Des mutations urbaines mal vécues
Une palissade de bois, un étrange ballet de véhicules utilitaires, la multiplication de panneaux invectivant le piéton de « passer en face », du mobilier urbain étrange et nouveau : pas de doute le quartier est en chantier. Et pour les riverains, les ennuis commencent, car ce sont toutes leurs habitudes qui vont être bousculées. Et pourtant, la multiplication de ces chantiers n’est pas prête de s’arrêter : entre étalement, densification, requalification, mise en accessibilité, etc. nos villes sont en perpétuelles mutations. Le citadin subit les mutations urbaines, il ne les accompagne pas, ne les comprend pas, mais cherche à les combattre. La phase chantier éveille alors de nombreuses critiques sociales et environnementales. Et ce d’autant plus que le chantier apparaît souvent comme un espace clos et mystérieux. Le chantier doit donc non seulement s’ouvrir sur la ville et faire preuve de pédagogie envers les riverains, mais également s’adapter à chaque environnement urbain pour en comprendre les enjeux. Pour bien vivre les mutations de son quartier, il faut oublier le « piétons passez en face », révéler l’esthétique du chantier et proposer aux riverains de l’habiter.
Des collectifs au service de l’acceptation du chantier
Dans le cadre de l’élaboration de futurs chantiers d’aménagement, de plus en plus de collectifs sont amenés à intervenir auprès des collectivités locales. Des ateliers participatifs d’urbanisme sont organisés et invitent les habitants et usagers de la ville à s’interroger sur les futures mutations de leur environnement. Bruit du Frigo, un collectif hybride, cherche des alternatives pour fabriquer le cadre de vie en associant les habitants et les riverains. À Nantes, avant une future démolition, ils ont transformé le porche « Raimu » en un bistrot temporaire tenu par une association de quartier. Ils y ont travaillé sur de la prospective urbaine avec les usagers du quartier Breil-Malville. Ces ateliers promeuvent les outils de fabrication de la ville à l’aide d’une méthodologie confrontant les différents points de vue et expériences.

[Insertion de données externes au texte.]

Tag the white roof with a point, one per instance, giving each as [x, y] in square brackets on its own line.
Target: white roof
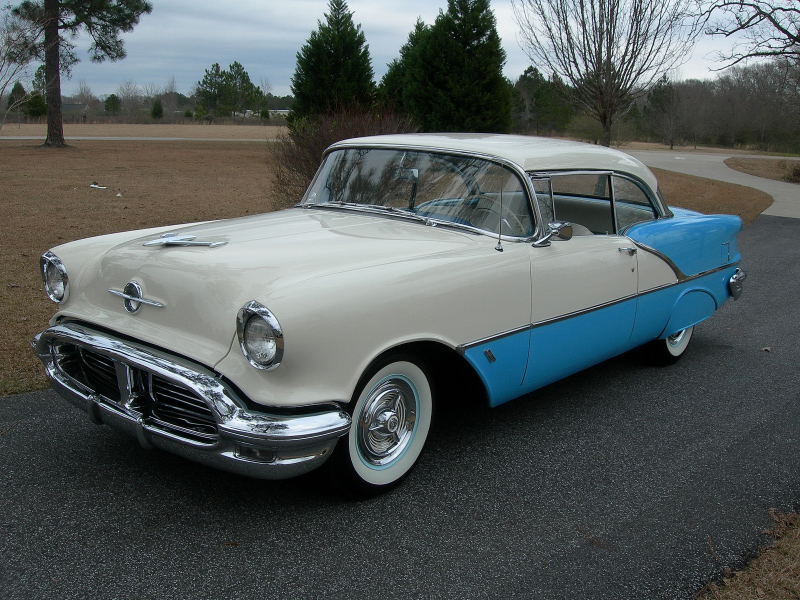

En mobilisant les habitants et en les concertant, Bruit du Frigo a d’autant plus enrichi les réflexions et le projet à venir et minimisé les hostilités liées au futur chantier.
Le design pour mieux accepter les mutations de la ville
De nombreux artistes et collectifs ont testé la capacité d’une démarche artistique, culturelle et architecturale à participer au développement de la ville en devenir ainsi qu’à sa future identité. Le designer contribue lui aussi à bâtir la ville. Il vise une harmonisation de l’environnement humain. Dans le cadre de l’acceptation des chantiers, le designer doit valoriser cet aménagement temporaire et mettre en place une interface relationnelle. Il a donc aussi un rôle de médiateur pour accompagner les riverains, leur permettre de bien vivre cette parenthèse inconfortable du quotidien et les intégrer aux projets et à la ville de demain. Claire Chatelier, étudiante en 5ème année à l’École de Design Nantes Atlantique, s’est orientée vers cette problématique.
« L’objectif est d’activer l’espace chantier, de l’ouvrir au riverain. Il faut encourager à investir ces lieux que l’on a l’habitude de contourner ». Partant du constat que pour mieux accepter son voisin il faut mieux le connaître, elle propose de créer des « fenêtres ouvertes sur chantier » grâce à des installations temporaires. Ces espaces ont une fonction pédagogique, en expliquant le rôle de chaque acteur du chantier ; de médiation, en proposant aux riverains de s’exprimer sur les mutations en cours ; esthétique, en révélant cet aspect méconnu du chantier ; d’observation, en permettant de regarder ce qui se passe sur le chantier. Chaque structure est créée avec des matériaux issus du chantier en cours pour mieux s’adapter à l’environnement urbain. Un moyen de dynamiser les abords de la zone en chantier, habituellement désertée par ses voisins.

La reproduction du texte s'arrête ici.